Skip to content


KServeClient(config_file=None, context=None, client_configuration=None, persist_config=True)

User can loads authentication and cluster information from kube-config file and stores them in kubernetes.client.configuration. Parameters are as following:

parameter Description
config_file Name of the kube-config file. Defaults to ~/.kube/config. Note that for the case that the SDK is running in cluster and you want to operate KServe in another remote cluster, user must set config_file to load kube-config file explicitly, e.g. KServeClient(config_file="~/.kube/config").
context Set the active context.
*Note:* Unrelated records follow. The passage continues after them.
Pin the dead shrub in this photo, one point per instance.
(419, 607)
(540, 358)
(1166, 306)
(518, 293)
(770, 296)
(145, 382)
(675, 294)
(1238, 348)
If is set to None, current_context from config file will be used.
client_configuration The kubernetes.client.Configuration to set configs to.
persist_config If True, config file will be updated when changed (e.g GCP token refresh).

The APIs for KServeClient are as following:

Class Method Description
KServeClient set_credentials Set Credentials
KServeClient create Create InferenceService
KServeClient get Get or watch the specified InferenceService or all InferenceServices in the namespace
KServeClient patch Patch the specified InferenceService
KServeClient replace Replace the specified InferenceService
KServeClient delete Delete the specified InferenceService
KServeClient wait_isvc_ready Wait for the InferenceService to be ready
KServeClient is_isvc_ready Check if the InferenceService is ready


set_credentials(storage_type, namespace=None, credentials_file=None, service_account='kfserving-service-credentials', **kwargs):

Create or update a Secret and Service Account for GCS and S3 for the provided credentials. Once the Service Account is applied, it may be used in the Service Account field of a InferenceService's V1beta1ModelSpec.
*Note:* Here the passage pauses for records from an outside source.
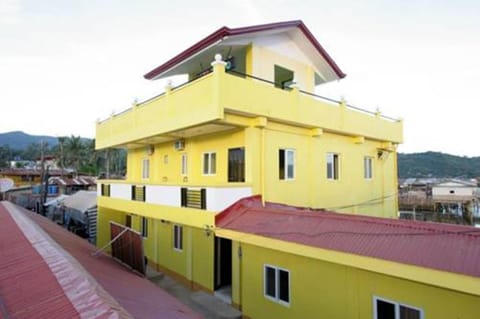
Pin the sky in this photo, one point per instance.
(66, 64)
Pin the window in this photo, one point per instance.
(236, 165)
(283, 77)
(286, 164)
(368, 167)
(209, 163)
(277, 284)
(184, 171)
(177, 237)
(332, 166)
(144, 227)
(145, 169)
(385, 309)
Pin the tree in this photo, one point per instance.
(74, 150)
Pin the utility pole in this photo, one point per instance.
(43, 189)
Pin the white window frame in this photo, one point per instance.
(144, 225)
(396, 305)
(211, 169)
(286, 176)
(368, 167)
(184, 165)
(331, 159)
(177, 237)
(276, 298)
(145, 168)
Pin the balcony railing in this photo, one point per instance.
(208, 98)
(205, 198)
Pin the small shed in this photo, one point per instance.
(80, 211)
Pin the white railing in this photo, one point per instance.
(217, 198)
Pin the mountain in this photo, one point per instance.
(435, 164)
(18, 140)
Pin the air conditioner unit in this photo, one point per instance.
(179, 145)
(149, 149)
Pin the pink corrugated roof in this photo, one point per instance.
(32, 286)
(444, 247)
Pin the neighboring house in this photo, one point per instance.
(72, 185)
(48, 272)
(27, 176)
(80, 214)
(247, 123)
(287, 262)
(455, 190)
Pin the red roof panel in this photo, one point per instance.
(225, 32)
(30, 288)
(444, 247)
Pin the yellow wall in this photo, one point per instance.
(194, 263)
(310, 188)
(165, 162)
(326, 290)
(351, 193)
(265, 59)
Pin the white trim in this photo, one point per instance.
(184, 164)
(397, 307)
(145, 172)
(209, 169)
(368, 159)
(277, 285)
(286, 151)
(179, 239)
(331, 156)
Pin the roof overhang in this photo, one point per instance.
(230, 40)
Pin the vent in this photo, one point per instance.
(179, 145)
(149, 149)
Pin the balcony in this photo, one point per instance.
(210, 199)
(200, 107)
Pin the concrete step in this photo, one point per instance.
(216, 308)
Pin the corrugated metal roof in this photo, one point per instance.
(64, 181)
(81, 200)
(444, 247)
(225, 32)
(48, 272)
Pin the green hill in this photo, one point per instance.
(435, 164)
(18, 140)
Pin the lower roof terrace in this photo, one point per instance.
(205, 105)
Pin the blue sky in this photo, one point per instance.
(65, 64)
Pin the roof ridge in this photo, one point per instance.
(408, 224)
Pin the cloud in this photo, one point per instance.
(10, 11)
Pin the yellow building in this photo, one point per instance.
(288, 262)
(247, 122)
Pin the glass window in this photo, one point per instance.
(385, 309)
(270, 283)
(177, 237)
(236, 165)
(184, 165)
(286, 164)
(209, 163)
(145, 169)
(332, 166)
(277, 284)
(283, 77)
(144, 227)
(368, 167)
Example for creating GCP credentials.

from kserve import KServeClient

kserve = KServeClient()

The API supports specifying a Service Account by service_account, or using default Service Account kfserving-service-credentials, if the Service Account does not exist, the API will create it and attach the created secret with the Service Account, if exists, only patch it to attach the created Secret.
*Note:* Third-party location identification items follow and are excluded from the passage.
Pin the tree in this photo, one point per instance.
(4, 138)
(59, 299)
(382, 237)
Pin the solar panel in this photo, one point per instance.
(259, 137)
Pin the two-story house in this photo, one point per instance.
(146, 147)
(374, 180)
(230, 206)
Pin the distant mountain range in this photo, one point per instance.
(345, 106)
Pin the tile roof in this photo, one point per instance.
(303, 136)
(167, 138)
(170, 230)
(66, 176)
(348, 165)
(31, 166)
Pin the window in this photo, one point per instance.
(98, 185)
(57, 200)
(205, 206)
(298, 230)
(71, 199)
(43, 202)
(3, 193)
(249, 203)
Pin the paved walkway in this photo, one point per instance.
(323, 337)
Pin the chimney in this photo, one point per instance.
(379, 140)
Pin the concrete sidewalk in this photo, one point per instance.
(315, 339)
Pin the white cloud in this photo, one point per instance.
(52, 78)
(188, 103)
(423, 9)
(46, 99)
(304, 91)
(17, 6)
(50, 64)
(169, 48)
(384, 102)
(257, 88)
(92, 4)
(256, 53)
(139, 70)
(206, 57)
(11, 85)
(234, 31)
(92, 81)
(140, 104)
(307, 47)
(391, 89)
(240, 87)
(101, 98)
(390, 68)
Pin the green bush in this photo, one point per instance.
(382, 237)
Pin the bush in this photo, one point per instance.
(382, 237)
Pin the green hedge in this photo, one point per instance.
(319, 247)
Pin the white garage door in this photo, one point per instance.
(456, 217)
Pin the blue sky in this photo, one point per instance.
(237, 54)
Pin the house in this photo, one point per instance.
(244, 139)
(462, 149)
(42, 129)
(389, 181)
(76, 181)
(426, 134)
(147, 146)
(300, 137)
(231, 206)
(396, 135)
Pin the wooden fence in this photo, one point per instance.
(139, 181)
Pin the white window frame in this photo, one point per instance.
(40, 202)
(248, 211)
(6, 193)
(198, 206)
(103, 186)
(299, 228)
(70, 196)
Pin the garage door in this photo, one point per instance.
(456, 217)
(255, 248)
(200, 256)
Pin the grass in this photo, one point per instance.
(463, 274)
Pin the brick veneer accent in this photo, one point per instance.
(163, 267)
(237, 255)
Example for creating S3 credentials.

from kserve import KServeClient

kserve = KServeClient()

Example for creating Azure credentials.

from kserve import KServeClient

kserve = KServeClient()

The created or patched Secret and Service Account will be shown as following:

INFO:kfserving.api.set_credentials:Created Secret: kfserving-secret-6tv6l in namespace kubeflow
INFO:kfserving.api.set_credentials:Created (or Patched) Service account: kfserving-service-credentials in namespace kubeflow


Name Type Storage Type Description
storage_type str All Required. Valid values: GCS, S3 or Azure
namespace str All Optional. The kubernetes namespace. Defaults to current or default namespace.
credentials_file str All Optional. The path for the credentials file. The default file for GCS is ~/.config/gcloud/application_default_credentials.json, see the instructions on creating the GCS credentials file. For S3 is ~/.aws/credentials, see the instructions on creating the S3 credentials file. For Azure is ~/.azure/azure_credentials.json, see the instructions on creating the Azure credentials file.
service_account str All Optional. The name of service account. Supports specifying the service_account, or using default Service Account kfserving-service-credentials. If the Service Account does not exist, the API will create it and attach the created Secret with the Service Account, if exists, only patch it to attach the created Secret.
s3_endpoint str S3 only Optional. The S3 endpoint.
s3_region str S3 only Optional. The S3 region By default, regional endpoint is used for S3.
s3_use_https str S3 only Optional. HTTPS is used to access S3 by default, unless s3_use_https=0
s3_verify_ssl str S3 only Optional. If HTTPS is used, SSL verification could be disabled with s3_verify_ssl=0


create(inferenceservice, namespace=None, watch=False, timeout_seconds=600)

Create the provided InferenceService in the specified namespace


from kubernetes import client

from kserve import KServeClient
from kserve import constants
from kserve import V1beta1PredictorSpec
from kserve import V1beta1TFServingSpec
from kserve import V1beta1InferenceServiceSpec
from kserve import V1beta1InferenceService

default_model_spec = V1beta1InferenceServiceSpec(predictor=V1beta1PredictorSpec(tensorflow=V1beta1TFServingSpec(

isvc = V1beta1InferenceService(api_version=constants.KSERVE_V1BETA1,
                          metadata=client.V1ObjectMeta(name='flower-sample', namespace='kserve-models'),

kserve = KServeClient()

# The API also supports watching the created InferenceService status till it's READY.
# kserve.create(isvc, watch=True)


Name Type Description Notes
inferenceservice V1beta1InferenceService InferenceService defination Required
namespace str Namespace for InferenceService deploying to. If the namespace is not defined, will align with InferenceService definition, or use current or default namespace if namespace is not specified in InferenceService definition. Optional
watch bool Watch the created InferenceService if True, otherwise will return the created InferenceService object. Stop watching if InferenceService reaches the optional specified timeout_seconds or once the InferenceService overall status READY is True. Optional
timeout_seconds int Timeout seconds for watching. Defaults to 600. Optional

Return type



get(name=None, namespace=None, watch=False, timeout_seconds=600)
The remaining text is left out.